Amnesty International said Friday that it was shocked by the increase in executions recently carried out in South Sudan, noting that at least seven men were put to death in February.
The London-based rights group said the deaths represented "as many [people] as were executed in the whole of 2018" in the east-central African country.
Seif Magango, Amnesty International deputy director for East Africa, the Horn and Great Lakes, called on South Sudanese authorities to enact a moratorium on executions and take steps to abolish the death penalty.
"That is something we condemn in the strongest terms, because this issue of the death penalty is unacceptable. They should not be executing people in secrecy without even letting their families know. That is not how they should be handling matters of justice," Magango told South Sudan in Focus from Nairobi, Kenya.
3 from same family
Amnesty International said in its release that at least three of the seven executions in February involved men from the same family. It said the family of the men learned of their deaths only after they had been executed.
South Sudan's Penal Code Act 2008 allows for execution by hanging for several crimes, such as murder; bearing false witness resulting in an innocent person's death; and aggravated drug trafficking.
Magango said Amnesty International opposes the death penalty in all cases.
"Regardless of the crime, it is unacceptable to use the death penalty, because it actually does not prevent future crimes. It could be a terrible injustice if new evidence shows a person was executed in error," he said.
Magango said the rights group was urging South Sudan to immediately commute all death sentences.

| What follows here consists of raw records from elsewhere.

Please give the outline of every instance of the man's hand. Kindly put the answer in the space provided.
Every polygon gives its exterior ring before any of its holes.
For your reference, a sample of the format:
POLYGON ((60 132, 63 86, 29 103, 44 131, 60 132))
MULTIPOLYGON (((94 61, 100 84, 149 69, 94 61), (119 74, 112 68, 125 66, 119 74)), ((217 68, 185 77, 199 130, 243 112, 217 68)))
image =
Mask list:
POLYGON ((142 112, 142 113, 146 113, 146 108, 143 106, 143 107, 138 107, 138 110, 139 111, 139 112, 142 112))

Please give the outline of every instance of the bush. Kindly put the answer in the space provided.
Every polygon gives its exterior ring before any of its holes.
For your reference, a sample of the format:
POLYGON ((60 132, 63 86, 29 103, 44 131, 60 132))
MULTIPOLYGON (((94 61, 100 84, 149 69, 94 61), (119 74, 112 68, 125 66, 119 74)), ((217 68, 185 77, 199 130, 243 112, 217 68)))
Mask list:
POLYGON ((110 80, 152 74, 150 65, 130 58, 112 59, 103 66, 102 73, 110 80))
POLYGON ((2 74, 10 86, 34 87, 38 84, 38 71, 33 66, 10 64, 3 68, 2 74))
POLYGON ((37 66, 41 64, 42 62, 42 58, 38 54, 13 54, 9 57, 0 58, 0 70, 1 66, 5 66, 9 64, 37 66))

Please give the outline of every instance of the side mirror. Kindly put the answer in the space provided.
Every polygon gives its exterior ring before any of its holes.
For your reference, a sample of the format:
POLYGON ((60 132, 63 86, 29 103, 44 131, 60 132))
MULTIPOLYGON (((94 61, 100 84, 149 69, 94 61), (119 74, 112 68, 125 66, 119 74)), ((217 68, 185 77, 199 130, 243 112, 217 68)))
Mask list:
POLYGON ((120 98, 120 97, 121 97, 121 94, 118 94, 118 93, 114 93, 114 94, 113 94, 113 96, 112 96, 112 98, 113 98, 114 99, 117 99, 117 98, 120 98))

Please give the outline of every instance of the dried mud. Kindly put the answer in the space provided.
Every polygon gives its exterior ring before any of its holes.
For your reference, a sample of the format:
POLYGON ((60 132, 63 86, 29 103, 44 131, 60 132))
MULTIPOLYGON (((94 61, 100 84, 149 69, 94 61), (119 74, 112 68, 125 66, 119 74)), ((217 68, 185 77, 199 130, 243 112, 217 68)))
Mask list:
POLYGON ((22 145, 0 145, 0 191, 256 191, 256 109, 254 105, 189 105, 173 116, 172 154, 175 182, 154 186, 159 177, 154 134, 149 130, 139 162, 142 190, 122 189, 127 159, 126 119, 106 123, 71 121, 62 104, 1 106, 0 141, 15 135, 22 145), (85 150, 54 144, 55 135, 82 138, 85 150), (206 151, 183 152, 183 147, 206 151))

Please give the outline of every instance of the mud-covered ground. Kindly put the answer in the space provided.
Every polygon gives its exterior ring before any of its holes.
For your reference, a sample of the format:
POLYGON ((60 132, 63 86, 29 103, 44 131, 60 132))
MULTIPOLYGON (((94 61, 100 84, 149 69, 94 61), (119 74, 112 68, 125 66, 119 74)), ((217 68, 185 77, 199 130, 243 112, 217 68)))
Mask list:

"We are calling on South Sudan government ... to stop executing its citizens. They can still punish people with prison terms up to life imprisonment," he said.
South Sudan Minister of Cabinet Affairs Martin Elia Lomuro confirmed that death by hanging still happens in South Sudan but indicated that the practice might change.
Laws 'will be studied'
"Establishment or changing laws is a process. We are currently in the process of building a country. This development has been delayed by internal conflict. So laws which do not conform to the aspirations of international organizations will be studied as the country establishes its permanent constitutions and relevant laws," Lomuro told South Sudan in Focus.
He noted the Commission on Truth, Reconciliation and Healing was established to play a crucial role in determining how perpetrators of crimes should be punished after the new Transitional Government of National Unity is established later this year.
"That commission is not only supposed to reconcile the people after the conflict but also be able to address issues where somebody has been murdered by a certain person. People can choose to forgive them, but first of all, those [who] committed the crimes accept that they have committed the crimes and [those crimes] call for apology," Lomuro told VOA.
Iran, Saudi Arabia, the United States and China still have the death penalty, but according to Amnesty, more than 140 countries have either abolished the death penalty in law or in practice.